Anything can happen, but statistically things are in your favor.
Stop reading so many stories and instead read more factual books regarding pregnancy... it will make you feel better.
All this. I am so sorry for your previous loss. Have you checked out the Pregnant After a Loss board? They are a group of very supportive women who are now pregnant after having suffering losses. Perhaps they can offer you some words of encouragement.
All of this. I was 235 pre-pregnancy and now at a little over 17 weeks I've only gained about 1 lb... so your weight gain is not necessarily an indicator of LO's health, especially for us overweight gals.
My doc stressed to me when I would tell her of things I read on the internet-- Dr.
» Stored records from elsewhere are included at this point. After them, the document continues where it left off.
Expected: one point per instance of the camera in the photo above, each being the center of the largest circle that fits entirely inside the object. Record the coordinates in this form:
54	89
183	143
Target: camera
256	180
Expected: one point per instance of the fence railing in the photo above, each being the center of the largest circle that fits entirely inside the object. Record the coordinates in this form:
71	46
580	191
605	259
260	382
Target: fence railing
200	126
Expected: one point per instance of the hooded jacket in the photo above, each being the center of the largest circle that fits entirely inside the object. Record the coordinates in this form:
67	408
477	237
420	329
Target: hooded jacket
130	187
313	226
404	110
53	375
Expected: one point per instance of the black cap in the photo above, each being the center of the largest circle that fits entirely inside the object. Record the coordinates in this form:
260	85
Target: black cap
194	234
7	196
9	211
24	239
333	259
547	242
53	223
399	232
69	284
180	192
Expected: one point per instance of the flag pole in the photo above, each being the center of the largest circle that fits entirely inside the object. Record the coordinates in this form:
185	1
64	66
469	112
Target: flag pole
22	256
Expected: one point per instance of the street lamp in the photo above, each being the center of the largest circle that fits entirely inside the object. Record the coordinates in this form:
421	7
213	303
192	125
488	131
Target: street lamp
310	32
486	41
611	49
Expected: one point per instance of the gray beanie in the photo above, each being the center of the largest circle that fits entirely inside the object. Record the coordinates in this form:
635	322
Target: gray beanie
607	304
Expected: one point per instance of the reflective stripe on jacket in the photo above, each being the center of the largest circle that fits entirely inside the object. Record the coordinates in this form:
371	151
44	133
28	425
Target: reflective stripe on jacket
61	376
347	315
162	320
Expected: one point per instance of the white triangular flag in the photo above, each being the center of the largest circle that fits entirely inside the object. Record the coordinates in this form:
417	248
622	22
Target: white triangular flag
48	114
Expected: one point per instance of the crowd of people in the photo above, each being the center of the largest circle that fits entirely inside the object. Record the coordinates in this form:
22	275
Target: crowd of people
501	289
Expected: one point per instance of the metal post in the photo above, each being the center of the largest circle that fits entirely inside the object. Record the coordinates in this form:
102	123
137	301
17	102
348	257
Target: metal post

Google is NOT your friend. Most of the stories you read are highly unlikely to happen to you. As PP said, just read actual pregnancy books and remember the mantra: "Today I am pregnant, and I love my baby." Stressing so much will do nothing but harm you & LO. GL!
26 years old, married since June 2009, DS born 1/19/13
Dear Baby Pacheco...
I am paranoid and petrified too. I keep reminding myself that the odds are in my favor though.
I am high risk, and my HR doctor told us that he would be very surprised if we were to miscarry at this point. That put my mind at ease a bit.
Also, I weighed 225 pre-pregnancy and my weight has been fluctuating over the past few weeks, but right now I am at 221. My doctor told me that its fine, the heart beat is strong, and stressing over this stuff is no good for you or baby.
I think once I feel kicking or movement, things will feel more real and I won't be relying on doctor's appointments to reassure me that the baby is still in there.